Buy Maximum Stocks if i stocks can be bought on i-th day
Problem Statement
In a stock market, there is a product with its infinite stocks. The stock prices are given for n days, where price[i] denotes the price of the stock on day i. There is a rule that a customer can buy at most i stocks on the i-th day (1-indexed). Find the maximum number of stocks a customer can buy with an initial amount k.
Constraints:
- 1 ≤ n ≤ 10^5
- 1 ≤ price[i] ≤ 10^6
- 1 ≤ k ≤ 10^9
Example:
- Input:
price = [10, 7, 19],k = 45 - Output:
4 - Explanation: Buy 1 stock on day 1 (cost=10), 2 stocks on day 2 (cost=14). Total = 3 stocks for 24. Or buy 2 stocks on day 2, 1 on day 1. Maximum is 4 stocks.
Example 2:
- Input:
price = [7, 10, 4],k = 100 - Output:
6 - Explanation: Buy 1 on day 1 (7), 2 on day 2 (20), 3 on day 3 (12). Total cost = 39, stocks = 6.
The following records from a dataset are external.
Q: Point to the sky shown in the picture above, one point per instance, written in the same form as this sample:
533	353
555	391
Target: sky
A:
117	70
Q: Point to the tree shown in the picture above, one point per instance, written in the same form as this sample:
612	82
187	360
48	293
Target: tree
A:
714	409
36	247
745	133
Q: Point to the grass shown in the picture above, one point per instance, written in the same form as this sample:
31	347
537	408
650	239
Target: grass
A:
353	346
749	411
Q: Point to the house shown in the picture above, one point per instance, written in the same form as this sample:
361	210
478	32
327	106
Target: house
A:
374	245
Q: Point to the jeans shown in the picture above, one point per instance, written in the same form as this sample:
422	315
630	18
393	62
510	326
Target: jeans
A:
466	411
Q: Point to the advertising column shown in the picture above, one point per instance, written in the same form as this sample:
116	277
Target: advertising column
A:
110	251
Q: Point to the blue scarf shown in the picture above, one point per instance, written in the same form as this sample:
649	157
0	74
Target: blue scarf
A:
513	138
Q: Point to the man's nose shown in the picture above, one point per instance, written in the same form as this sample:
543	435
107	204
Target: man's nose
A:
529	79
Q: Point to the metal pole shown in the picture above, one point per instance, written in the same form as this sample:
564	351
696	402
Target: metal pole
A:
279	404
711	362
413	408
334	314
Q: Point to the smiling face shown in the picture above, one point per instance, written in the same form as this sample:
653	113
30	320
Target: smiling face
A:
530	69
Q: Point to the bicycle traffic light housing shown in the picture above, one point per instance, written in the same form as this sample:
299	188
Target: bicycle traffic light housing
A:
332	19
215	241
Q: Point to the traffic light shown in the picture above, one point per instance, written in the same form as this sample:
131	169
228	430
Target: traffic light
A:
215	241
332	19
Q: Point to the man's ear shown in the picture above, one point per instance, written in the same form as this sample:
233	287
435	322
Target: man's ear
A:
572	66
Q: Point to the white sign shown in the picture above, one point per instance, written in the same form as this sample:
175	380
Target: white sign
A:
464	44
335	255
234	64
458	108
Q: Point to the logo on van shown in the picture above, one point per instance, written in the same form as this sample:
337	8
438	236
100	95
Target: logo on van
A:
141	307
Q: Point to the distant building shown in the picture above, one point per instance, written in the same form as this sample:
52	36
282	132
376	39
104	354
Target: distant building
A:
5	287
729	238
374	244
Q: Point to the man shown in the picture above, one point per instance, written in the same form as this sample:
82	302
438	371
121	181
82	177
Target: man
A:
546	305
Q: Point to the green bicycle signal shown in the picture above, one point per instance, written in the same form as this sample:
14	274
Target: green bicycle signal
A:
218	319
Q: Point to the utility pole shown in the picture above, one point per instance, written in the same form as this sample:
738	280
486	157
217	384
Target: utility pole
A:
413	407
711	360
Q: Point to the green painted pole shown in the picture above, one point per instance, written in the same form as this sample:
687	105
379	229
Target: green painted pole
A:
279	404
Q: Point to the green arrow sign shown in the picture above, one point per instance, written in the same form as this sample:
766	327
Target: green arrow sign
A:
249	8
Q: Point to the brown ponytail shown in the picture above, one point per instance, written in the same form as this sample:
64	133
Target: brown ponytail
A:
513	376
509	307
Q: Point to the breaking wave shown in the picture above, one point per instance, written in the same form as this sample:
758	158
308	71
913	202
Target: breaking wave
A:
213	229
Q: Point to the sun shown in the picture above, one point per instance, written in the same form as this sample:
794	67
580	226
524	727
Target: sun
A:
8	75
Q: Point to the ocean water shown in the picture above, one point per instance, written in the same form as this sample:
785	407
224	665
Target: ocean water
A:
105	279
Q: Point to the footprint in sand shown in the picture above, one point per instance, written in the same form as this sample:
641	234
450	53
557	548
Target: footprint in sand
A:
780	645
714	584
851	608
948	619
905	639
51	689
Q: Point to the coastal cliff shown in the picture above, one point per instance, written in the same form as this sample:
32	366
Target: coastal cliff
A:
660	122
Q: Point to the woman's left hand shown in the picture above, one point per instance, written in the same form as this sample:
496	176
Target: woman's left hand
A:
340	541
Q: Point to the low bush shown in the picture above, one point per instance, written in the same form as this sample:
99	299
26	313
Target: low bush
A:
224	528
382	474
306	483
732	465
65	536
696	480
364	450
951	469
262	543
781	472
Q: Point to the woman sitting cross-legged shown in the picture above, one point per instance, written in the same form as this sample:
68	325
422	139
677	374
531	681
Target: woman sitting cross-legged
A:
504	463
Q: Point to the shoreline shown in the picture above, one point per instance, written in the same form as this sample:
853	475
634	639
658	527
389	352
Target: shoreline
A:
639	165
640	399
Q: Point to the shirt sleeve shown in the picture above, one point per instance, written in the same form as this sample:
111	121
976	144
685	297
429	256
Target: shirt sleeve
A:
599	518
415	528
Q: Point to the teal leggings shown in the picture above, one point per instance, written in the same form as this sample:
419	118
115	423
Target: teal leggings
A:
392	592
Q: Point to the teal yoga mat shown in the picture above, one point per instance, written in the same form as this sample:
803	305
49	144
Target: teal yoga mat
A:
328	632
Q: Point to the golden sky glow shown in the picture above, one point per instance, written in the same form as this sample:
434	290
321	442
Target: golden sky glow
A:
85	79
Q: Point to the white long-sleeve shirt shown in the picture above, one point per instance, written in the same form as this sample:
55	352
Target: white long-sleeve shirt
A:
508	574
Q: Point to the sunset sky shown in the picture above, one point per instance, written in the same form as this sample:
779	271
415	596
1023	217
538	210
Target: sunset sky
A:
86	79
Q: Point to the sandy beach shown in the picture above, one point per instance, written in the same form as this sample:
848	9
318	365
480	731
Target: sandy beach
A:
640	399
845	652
Approach 1: Brute Force (Try All Combinations)
Intuition
Try all possible combinations of how many stocks to buy each day (0 to i stocks on day i) and find the maximum total stocks within budget.
Algorithm
- Use recursion to try buying 0, 1, ..., i stocks on day i
- Track remaining budget and total stocks
- Find maximum stocks achievable
public class Solution {
private int maxStocks = 0;
private void solve(int[] price, int day, long budget, int totalStocks) {
maxStocks = Math.max(maxStocks, totalStocks);
if (day >= price.length || budget <= 0) return;
for (int count = 0; count <= day + 1; count++) {
long cost = (long) count * price[day];
if (cost <= budget) {
solve(price, day + 1, budget - cost, totalStocks + count);
}
}
}
public int buyMaxStocks(int[] price, int k) {
maxStocks = 0;
solve(price, 0, k, 0);
return maxStocks;
}
}Complexity Analysis
- Time Complexity: O(n! * n) - Exponential combinations
- Space Complexity: O(n) - Recursion stack
Approach 2: Greedy (Sort by Price, Buy Cheapest First) - Optimal
Intuition
To maximize stocks, buy from days with cheapest prices first. For each day, we can buy at most i stocks, so we need to track both price and the day's limit.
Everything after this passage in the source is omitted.